Careful with initial values passed to STL functions
There are many advantages of STL functions to hand-crafted for loops. They make your code generic and less error-prone to indexing and integer type issues. Yet, they are not without pitfalls.
Have a look at the code below. At first sight, you might not notice anything peculiar. Our intention was to add up all the values of the vector which is what the function appears to be doing. Yet, once you output the final value, you will get a surprise. The result is 2. Why is that? What is happening?
#include <iostream>
#include <vector>
#include <numeric>
// WRONG!
// requires C++17 due to std::vector{...} rather than std::vector<int>{...}
int main(){
auto const v = std::vector {1.7, 0.25, 1.3, 0.8};
auto res = std::accumulate(std::begin(v),std::end(v),0);
std::cout << res << '\n'; // res is 2
}
The reason for the surprise is the fact that you passed 0 as an initial value of the std::accumulate function. 0 is by default an int. Behind the scenes, truncation will happen at every application of the operator+. This produces the same result as the following vector:
auto const v = std::vector {1, 0, 1, 0};
To correct the mistake we need to change 0 to 0.0 which is a double. Now the code produces the correct result 4.05.
#include <iostream>
#include <vector>
#include <numeric>
// CORRECT!
// requires C++17
int main(){
auto const v = std::vector {1.7, 0.25, 1.3, 0.8};
auto res = std::accumulate(std::begin(v),std::end(v),0.0);
std::cout << res << '\n'; // res is 2
}
Explore I: Multiplication with std::accumulate
Adjust the previous code to perform multiplication.
#include <iostream>
#include <vector>
#include <numeric>
// requires C++17
int main(){
auto const v = std::vector {1.7, 0.25, 1.3, 0.8};
auto res = std::accumulate(std::begin(v),std::end(v), , );
std::cout << res << '\n';
}
1. Which additional argument do you have to pass?

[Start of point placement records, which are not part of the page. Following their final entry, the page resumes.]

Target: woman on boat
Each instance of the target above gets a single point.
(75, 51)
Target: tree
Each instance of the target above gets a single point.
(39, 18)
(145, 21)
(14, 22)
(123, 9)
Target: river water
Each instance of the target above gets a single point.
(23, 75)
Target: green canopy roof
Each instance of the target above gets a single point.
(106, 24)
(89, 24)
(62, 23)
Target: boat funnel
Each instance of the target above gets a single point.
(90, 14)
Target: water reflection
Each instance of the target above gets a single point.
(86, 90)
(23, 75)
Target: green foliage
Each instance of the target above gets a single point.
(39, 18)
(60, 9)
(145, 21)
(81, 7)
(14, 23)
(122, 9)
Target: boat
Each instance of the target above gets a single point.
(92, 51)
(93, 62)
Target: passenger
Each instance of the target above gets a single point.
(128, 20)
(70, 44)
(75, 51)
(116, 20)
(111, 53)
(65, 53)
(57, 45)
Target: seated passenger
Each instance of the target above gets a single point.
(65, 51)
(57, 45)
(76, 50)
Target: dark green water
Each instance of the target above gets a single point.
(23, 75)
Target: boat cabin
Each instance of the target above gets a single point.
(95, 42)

2. What initial value do you have to pass so that the code produces the expected result?
3. Do you see any difference between passing 1 as opposed to 1.0 as an initial value?
Explore II: Computing inner product
std::accumulate isn't the only function you need to be careful about. You are going to observe similar behavior
with std::inner_product. Given two vectors a, b:
1. What is the result of the code below?
#include <iostream>
#include <vector>
#include <numeric>
// requires C++17
int main(){
auto const a = std::vector {1.5, 2.5};
auto const b = std::vector {2.5, 3.5};
auto res = std::inner_product(std::begin(a), std::end(a), std::begin(b), 0);
}
2. What happens if you change 0 to 0.0?
3. Why did the original (incorrect) code produced the value 11?